I think the afterword is mostly about Henry Markram because stories about people of color have a unique ability to stick in the human brain. Unexpectedly.
Henry Markram is a brain researcher and speaks English influenced by his upbringing in South Africa. He is controversial among other things for making grand gestures to get money for his research. A Youtube clip from 2009 He stood before the stage at the Oxford Playhouse in Oxford, England and described his vision:
– Our goal is to create a detailed realistic computer model of the human brain.
The computer model becomes so similar to a real brain that it appears as a hologram and gives its own lecture.
And so far Pure imagination. Researchers know too little about how the human brain is structured to create a realistic computer simulation. Your brain contains approximately 86 billion nerve cells, which is on the same order of magnitude as the stars in our galaxy. And the connections between nerve cells – synapses – are several thousand times more numerous. No organ in the known universe is more complex than the human brain.
For a computer model to be realistic, it must simulate what is most central to our inner lives: subjective experiences. Today, no one even knows how to measure such mental phenomena.
Despite his ludicrous claims, Henry Markrum became the senior manager of The Human Brain Project when the project was launched in 2013. After that, I met him for an interview. Much of what he had to say was about how utterly failed traditional neuroscience was. It was easy to perceive him as arrogant.
But Henry Markram Has constantly moved between different roles. Outside of the spotlight, he is a respected researcher in neurophysiology and has found success as a co-founder of a scientific publishing house.
Less than two years later, more than 800 brain scientists signed a protest against his leadership style.

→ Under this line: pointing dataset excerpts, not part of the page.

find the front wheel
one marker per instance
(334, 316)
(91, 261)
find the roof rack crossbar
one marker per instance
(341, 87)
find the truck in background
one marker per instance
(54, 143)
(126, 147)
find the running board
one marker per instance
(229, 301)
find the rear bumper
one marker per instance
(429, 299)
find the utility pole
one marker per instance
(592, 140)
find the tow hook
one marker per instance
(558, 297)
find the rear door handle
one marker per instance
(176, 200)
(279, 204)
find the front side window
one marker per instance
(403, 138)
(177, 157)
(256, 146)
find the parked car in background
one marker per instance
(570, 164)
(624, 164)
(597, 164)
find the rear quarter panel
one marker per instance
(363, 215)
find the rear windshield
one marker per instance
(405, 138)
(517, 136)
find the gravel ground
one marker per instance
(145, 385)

However, he failed as head of The Human Brain Project. Less than two years later, more than 800 brain scientists signed a protest against his leadership style. Henry Markram was fired.
Now the entire project is about to be completed. The scientists involved talk about advances in neuroinformatics, including methods that make it easier to compare results from different experiments where people are examined with a brain camera.

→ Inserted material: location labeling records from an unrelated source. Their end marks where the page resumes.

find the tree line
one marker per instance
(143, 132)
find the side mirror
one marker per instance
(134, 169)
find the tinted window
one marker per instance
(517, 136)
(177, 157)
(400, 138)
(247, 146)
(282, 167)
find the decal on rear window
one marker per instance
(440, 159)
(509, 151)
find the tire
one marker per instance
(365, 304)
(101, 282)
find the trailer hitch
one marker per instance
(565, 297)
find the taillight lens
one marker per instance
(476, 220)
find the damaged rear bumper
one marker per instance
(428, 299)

In time, it will surely become clear how this project contributed in other ways to the knowledge of the body’s most important organs. But it is already clear that the result differs significantly from what Henry Markram promised from the beginning.
I rewatch the clip of him standing on the Oxford Playhouse stage talking about his projects. It hurts. No sane brain scientist takes exaggerations seriously. However, he had to be arrested.

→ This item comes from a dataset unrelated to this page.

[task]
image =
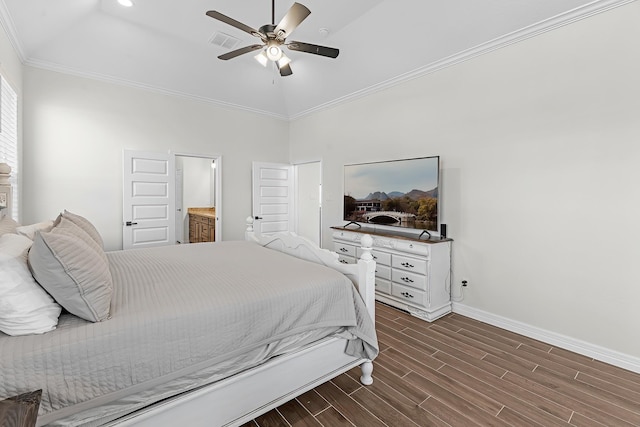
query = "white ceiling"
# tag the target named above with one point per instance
(165, 44)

I want to believe Without this nonsense the politicians in Brussels would have invested in research into the brain without the need for rhetoric. Brain diseases are, above all, a huge burden on society in terms of both suffering and money.
But this confusion may be due to the EU Commission’s choice to invest in HBP as it competes fiercely with other projects. Henry Markham’s role in the limelight, then, was an unfortunate consequence of organizational origins. At the Oxford Playhouse, you could say he played the role of a clown, standing on a stage and acting proud. Since then I believe that the dialogue between researchers and politicians has become more honest. The debate about how to use our resources for better science is very important to clowns.